The University of Saint Francis renamed its library for Lee and Jim Vann in 2005 after the couple made a significant donation.
Vann has found numerous ways to contribute to the community over the years.
In 2006, he and retired businessman Don Wolf approached other members of Sycamore Hills Golf Club about buying the local gem from the estate of local entrepreneur and philanthropist Jim Kelley.
Tom Kelley, Jim’s son and the president of Kelley Automotive Group, said a California firm had already made an offer for the Jack Nicklaus-designed course. The younger Kelley said he couldn’t afford to buy the club from the estate.
(Vann) was an absolute key element in keeping Sycamore Hills locally owned, Kelley said. And now we’re bringing national tournaments to Fort Wayne. Who knows? None of that might have happened if it wasn’t still locally owned.
This summer marks a significant transition for the Vanns. Although they have great affection for Fort Wayne, the couple have been lured South by the warmer weather.

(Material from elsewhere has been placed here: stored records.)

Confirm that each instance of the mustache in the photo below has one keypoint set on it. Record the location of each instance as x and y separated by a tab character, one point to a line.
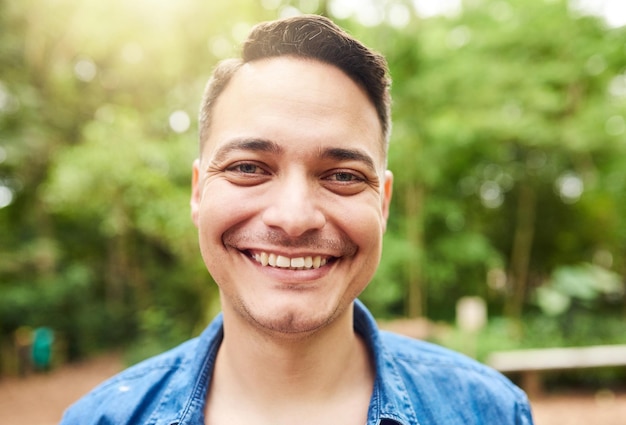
340	246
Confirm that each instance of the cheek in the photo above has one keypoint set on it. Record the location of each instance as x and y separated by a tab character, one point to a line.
364	224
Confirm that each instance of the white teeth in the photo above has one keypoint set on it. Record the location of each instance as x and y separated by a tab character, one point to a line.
283	261
298	263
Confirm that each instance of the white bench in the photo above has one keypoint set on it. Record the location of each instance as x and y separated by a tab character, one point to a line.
530	363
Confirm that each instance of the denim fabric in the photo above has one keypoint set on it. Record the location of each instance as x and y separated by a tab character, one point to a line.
416	383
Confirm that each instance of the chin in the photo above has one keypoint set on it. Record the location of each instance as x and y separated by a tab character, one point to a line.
292	321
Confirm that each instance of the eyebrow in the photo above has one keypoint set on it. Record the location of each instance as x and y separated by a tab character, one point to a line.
256	145
342	154
262	145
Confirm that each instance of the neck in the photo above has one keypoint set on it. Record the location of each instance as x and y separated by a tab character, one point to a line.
267	372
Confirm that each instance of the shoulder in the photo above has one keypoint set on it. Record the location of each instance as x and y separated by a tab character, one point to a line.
133	393
434	374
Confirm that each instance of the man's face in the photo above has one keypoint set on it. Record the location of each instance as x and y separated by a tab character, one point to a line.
290	195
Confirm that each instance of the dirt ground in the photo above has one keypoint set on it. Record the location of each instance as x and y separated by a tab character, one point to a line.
41	399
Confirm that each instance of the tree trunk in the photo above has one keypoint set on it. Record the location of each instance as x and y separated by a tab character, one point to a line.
521	252
414	199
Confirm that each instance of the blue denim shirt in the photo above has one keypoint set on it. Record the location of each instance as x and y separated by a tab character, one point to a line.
416	383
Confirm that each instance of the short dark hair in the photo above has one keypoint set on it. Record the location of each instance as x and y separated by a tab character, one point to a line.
313	37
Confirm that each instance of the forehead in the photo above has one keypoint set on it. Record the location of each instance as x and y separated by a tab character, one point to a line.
291	101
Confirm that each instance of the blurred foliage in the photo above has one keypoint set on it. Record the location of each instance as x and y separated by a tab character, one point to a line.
508	149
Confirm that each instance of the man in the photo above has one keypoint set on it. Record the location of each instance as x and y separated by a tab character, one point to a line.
290	196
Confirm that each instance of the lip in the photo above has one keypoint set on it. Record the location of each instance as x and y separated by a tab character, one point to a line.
291	275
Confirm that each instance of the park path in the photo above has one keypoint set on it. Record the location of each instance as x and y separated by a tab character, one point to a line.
41	399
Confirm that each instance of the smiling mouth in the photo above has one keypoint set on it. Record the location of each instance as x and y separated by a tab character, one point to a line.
295	263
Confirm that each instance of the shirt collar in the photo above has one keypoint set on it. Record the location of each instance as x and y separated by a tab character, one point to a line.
389	402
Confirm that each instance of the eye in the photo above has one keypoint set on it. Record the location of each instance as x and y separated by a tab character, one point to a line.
247	168
344	177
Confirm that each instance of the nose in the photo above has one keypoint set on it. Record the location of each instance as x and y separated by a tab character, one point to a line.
294	207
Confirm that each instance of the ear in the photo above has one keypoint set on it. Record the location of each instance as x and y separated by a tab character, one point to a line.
196	192
386	200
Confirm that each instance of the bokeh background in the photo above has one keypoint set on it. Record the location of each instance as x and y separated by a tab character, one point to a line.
508	149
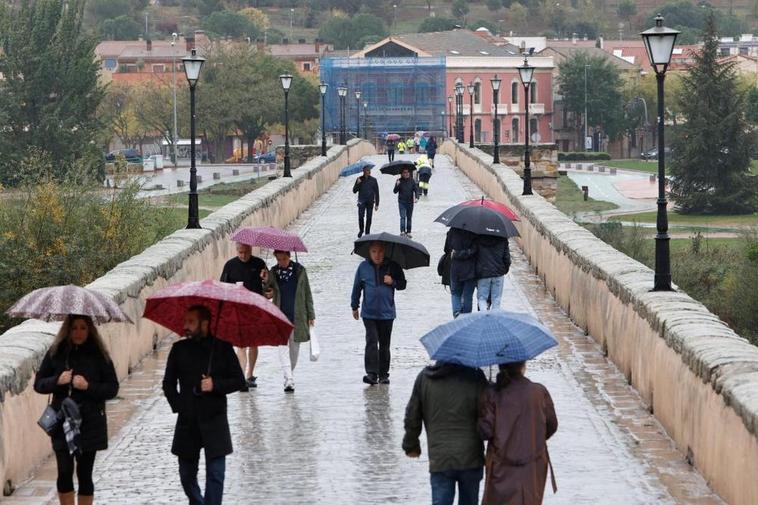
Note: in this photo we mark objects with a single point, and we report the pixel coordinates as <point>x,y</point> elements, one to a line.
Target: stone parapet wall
<point>184,255</point>
<point>699,378</point>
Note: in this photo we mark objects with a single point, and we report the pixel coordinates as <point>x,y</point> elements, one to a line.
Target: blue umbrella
<point>488,338</point>
<point>356,168</point>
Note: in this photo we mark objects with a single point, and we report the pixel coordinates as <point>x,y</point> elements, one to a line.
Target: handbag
<point>315,348</point>
<point>49,419</point>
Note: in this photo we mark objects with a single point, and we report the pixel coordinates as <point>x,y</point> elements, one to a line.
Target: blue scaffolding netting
<point>403,95</point>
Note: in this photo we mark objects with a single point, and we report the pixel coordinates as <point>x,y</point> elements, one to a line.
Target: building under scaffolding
<point>402,95</point>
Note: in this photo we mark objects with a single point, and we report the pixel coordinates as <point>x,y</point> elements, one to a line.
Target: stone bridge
<point>656,398</point>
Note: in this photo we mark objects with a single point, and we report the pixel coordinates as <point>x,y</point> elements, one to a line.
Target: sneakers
<point>289,386</point>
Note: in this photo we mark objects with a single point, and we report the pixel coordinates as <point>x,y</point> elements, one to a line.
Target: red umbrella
<point>239,316</point>
<point>55,303</point>
<point>493,205</point>
<point>270,238</point>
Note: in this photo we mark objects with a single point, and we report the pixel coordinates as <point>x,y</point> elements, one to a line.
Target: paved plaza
<point>337,441</point>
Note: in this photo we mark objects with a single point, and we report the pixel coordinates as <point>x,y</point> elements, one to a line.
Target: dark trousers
<point>215,470</point>
<point>377,356</point>
<point>443,486</point>
<point>406,214</point>
<point>84,464</point>
<point>365,211</point>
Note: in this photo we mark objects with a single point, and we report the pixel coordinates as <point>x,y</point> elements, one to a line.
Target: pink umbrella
<point>269,238</point>
<point>57,302</point>
<point>239,316</point>
<point>493,205</point>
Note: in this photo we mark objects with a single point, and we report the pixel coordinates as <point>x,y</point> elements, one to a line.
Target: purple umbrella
<point>57,302</point>
<point>269,238</point>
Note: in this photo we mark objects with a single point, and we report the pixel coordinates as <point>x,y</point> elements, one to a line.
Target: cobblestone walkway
<point>336,441</point>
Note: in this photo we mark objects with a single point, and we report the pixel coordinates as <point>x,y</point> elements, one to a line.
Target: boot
<point>66,498</point>
<point>84,500</point>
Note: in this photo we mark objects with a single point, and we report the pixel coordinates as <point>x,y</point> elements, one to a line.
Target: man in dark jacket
<point>407,194</point>
<point>446,400</point>
<point>367,188</point>
<point>461,247</point>
<point>206,370</point>
<point>493,261</point>
<point>377,278</point>
<point>247,269</point>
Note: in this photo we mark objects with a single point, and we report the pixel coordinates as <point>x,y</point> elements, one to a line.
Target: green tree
<point>626,10</point>
<point>437,24</point>
<point>711,149</point>
<point>49,94</point>
<point>605,103</point>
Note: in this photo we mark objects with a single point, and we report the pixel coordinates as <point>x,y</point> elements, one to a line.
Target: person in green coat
<point>288,287</point>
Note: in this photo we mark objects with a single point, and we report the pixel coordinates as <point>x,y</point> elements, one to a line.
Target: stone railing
<point>697,376</point>
<point>183,255</point>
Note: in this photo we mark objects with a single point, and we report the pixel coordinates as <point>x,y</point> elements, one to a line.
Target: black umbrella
<point>404,251</point>
<point>479,220</point>
<point>397,167</point>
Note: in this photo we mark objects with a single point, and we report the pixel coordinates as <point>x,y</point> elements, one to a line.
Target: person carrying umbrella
<point>206,369</point>
<point>377,278</point>
<point>78,367</point>
<point>367,188</point>
<point>407,195</point>
<point>287,284</point>
<point>247,269</point>
<point>445,402</point>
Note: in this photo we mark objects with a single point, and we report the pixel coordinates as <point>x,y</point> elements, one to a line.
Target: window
<point>514,131</point>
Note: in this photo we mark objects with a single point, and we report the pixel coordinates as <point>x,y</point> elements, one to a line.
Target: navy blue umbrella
<point>488,338</point>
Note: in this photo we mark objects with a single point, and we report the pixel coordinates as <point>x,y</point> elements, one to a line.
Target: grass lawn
<point>570,199</point>
<point>717,220</point>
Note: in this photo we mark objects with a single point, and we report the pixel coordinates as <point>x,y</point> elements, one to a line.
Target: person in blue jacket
<point>377,278</point>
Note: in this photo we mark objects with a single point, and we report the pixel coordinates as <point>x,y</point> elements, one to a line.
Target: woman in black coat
<point>78,366</point>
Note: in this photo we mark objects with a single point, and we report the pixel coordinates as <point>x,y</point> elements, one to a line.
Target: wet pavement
<point>337,441</point>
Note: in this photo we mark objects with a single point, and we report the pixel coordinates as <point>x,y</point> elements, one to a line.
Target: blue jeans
<point>406,213</point>
<point>214,480</point>
<point>462,295</point>
<point>443,486</point>
<point>490,288</point>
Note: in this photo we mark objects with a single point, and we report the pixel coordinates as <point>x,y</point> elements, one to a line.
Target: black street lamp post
<point>286,83</point>
<point>323,87</point>
<point>192,65</point>
<point>358,112</point>
<point>526,73</point>
<point>495,81</point>
<point>471,114</point>
<point>342,92</point>
<point>659,43</point>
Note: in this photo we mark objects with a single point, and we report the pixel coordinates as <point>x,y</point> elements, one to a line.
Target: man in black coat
<point>367,188</point>
<point>206,370</point>
<point>247,269</point>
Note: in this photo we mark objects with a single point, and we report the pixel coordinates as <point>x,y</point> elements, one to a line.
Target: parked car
<point>131,155</point>
<point>269,157</point>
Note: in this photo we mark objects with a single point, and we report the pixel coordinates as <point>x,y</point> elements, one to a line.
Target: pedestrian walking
<point>407,195</point>
<point>390,149</point>
<point>493,261</point>
<point>206,369</point>
<point>367,188</point>
<point>445,400</point>
<point>517,418</point>
<point>431,150</point>
<point>461,248</point>
<point>291,291</point>
<point>78,367</point>
<point>247,269</point>
<point>377,279</point>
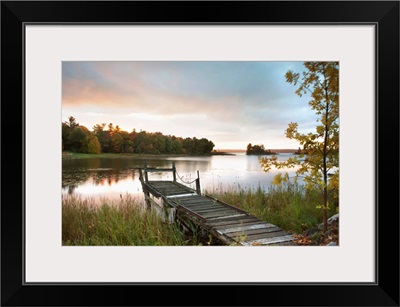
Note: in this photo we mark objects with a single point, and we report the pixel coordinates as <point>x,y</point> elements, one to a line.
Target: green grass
<point>116,223</point>
<point>289,206</point>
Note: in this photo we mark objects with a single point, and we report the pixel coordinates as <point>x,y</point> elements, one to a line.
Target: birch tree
<point>318,163</point>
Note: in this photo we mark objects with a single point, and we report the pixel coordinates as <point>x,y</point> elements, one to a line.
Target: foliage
<point>115,223</point>
<point>112,139</point>
<point>258,150</point>
<point>318,162</point>
<point>93,144</point>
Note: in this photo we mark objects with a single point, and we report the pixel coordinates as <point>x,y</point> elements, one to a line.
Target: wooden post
<point>146,176</point>
<point>174,171</point>
<point>145,192</point>
<point>198,184</point>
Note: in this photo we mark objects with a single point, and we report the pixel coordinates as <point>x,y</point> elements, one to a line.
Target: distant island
<point>258,150</point>
<point>222,153</point>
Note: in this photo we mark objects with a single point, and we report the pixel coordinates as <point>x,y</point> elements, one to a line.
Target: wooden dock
<point>226,223</point>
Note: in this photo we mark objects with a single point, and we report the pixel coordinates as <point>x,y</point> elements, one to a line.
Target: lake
<point>116,177</point>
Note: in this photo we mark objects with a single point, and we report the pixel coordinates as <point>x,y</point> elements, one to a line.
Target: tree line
<point>112,139</point>
<point>258,150</point>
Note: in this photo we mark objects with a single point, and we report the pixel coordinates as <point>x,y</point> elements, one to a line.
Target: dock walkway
<point>228,224</point>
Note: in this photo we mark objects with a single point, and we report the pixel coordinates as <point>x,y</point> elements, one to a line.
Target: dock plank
<point>226,222</point>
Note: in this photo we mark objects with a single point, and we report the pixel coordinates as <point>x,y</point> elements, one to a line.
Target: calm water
<point>113,178</point>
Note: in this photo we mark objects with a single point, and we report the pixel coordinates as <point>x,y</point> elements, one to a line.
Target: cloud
<point>224,100</point>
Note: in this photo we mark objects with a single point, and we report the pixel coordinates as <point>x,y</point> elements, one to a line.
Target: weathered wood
<point>247,228</point>
<point>229,224</point>
<point>242,219</point>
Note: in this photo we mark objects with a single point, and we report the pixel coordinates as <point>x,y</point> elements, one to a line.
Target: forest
<point>112,139</point>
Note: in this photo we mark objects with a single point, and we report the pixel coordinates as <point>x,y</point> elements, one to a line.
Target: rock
<point>333,218</point>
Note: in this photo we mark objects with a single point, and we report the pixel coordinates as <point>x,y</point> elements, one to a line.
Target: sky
<point>230,103</point>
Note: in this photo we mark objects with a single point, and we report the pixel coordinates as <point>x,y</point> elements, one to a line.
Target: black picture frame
<point>383,14</point>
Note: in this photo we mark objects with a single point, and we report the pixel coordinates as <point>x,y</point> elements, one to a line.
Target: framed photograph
<point>98,96</point>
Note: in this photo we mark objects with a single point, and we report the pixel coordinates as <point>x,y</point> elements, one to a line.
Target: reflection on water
<point>114,178</point>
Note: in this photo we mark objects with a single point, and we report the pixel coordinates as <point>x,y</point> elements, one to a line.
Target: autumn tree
<point>93,144</point>
<point>318,163</point>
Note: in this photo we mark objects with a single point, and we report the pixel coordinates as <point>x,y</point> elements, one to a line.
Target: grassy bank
<point>289,206</point>
<point>116,223</point>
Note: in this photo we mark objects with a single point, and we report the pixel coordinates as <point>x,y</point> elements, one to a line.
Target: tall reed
<point>289,206</point>
<point>116,223</point>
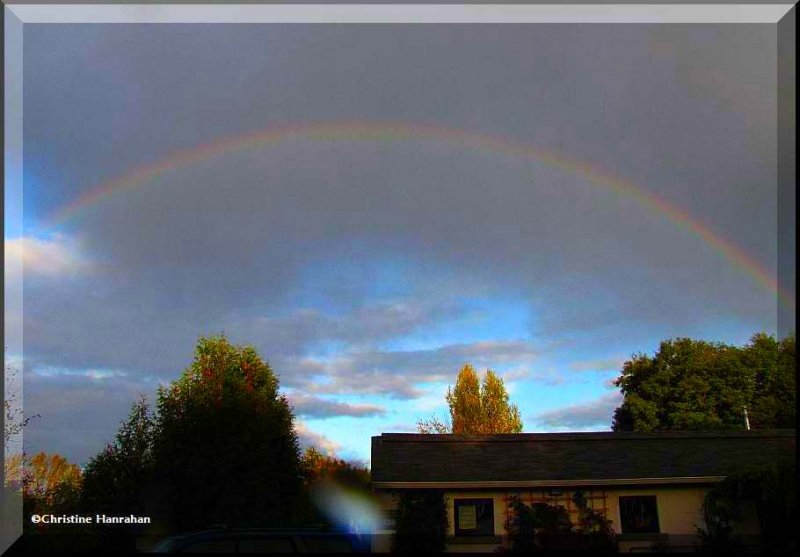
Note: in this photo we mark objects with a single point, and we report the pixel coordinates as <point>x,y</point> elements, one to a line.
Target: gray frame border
<point>780,12</point>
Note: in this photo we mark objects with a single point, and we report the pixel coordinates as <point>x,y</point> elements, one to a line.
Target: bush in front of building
<point>540,527</point>
<point>421,522</point>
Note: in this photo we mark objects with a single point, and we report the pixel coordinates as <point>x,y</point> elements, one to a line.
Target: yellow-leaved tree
<point>477,407</point>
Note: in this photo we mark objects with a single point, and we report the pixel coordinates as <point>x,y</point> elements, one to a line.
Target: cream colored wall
<point>499,508</point>
<point>678,514</point>
<point>678,507</point>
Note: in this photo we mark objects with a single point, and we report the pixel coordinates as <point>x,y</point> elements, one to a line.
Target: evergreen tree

The Vanns are selling their local home and already sold a minority interest in Sycamore Hills Golf Club. When they visit for Rea’s monthly board meetings, they stay with their daughter, Sherry Connolly, who also attends the meetings. She’s her father’s designated successor on the board.
The Vanns now split time between Charlotte, N.C., and a family vacation home on South Carolina’s coast. The regular drives between Fort Wayne and the Carolinas were becoming too much.
But don’t assume Vann, who admits being a bit of a perfectionist, is scaling back his interest in the world around him.
Over a glass of wine a few years ago, the Vanns were talking about business-related scandals in the news, including Bernie Madoff’s Ponzi-style scheme that cheated investors out of millions.
Vann told his wife, It just galls me that these people are giving business such a terrible reputation.
Lee Vann challenged her husband, a one-time Boy Scout, to do something about it.
So he did.
The Vanns founded the Vann Center for Ethics at Davidson College in 2009. The center invites students, faculty and the public to attend ethics forums and ask for guidance in navigating complex ethical issues.
Davidson, a liberal arts college with a student body of about 1,700, has an honor code that dates back to when Vann was a student there. Today, more than 30 courses there focus primarily on ethics and two dozen more include ethics as a significant part of the discussion.
The couple also underwrite two fellowships that allow Davidson students to do biomedical ethics research at the Mayo Clinic during the summer. The focus, he said, is on end-of-life issues.
Vann’s career highlight might be open for debate, but the ethics center could be his legacy.
Keith Busse, chairman of Steel Dynamics Inc. and Tower Financial Corp., said Vann stands for ethics.
He’s a quality guy, a man of great integrity and honor, Busse said. He has my utmost respect.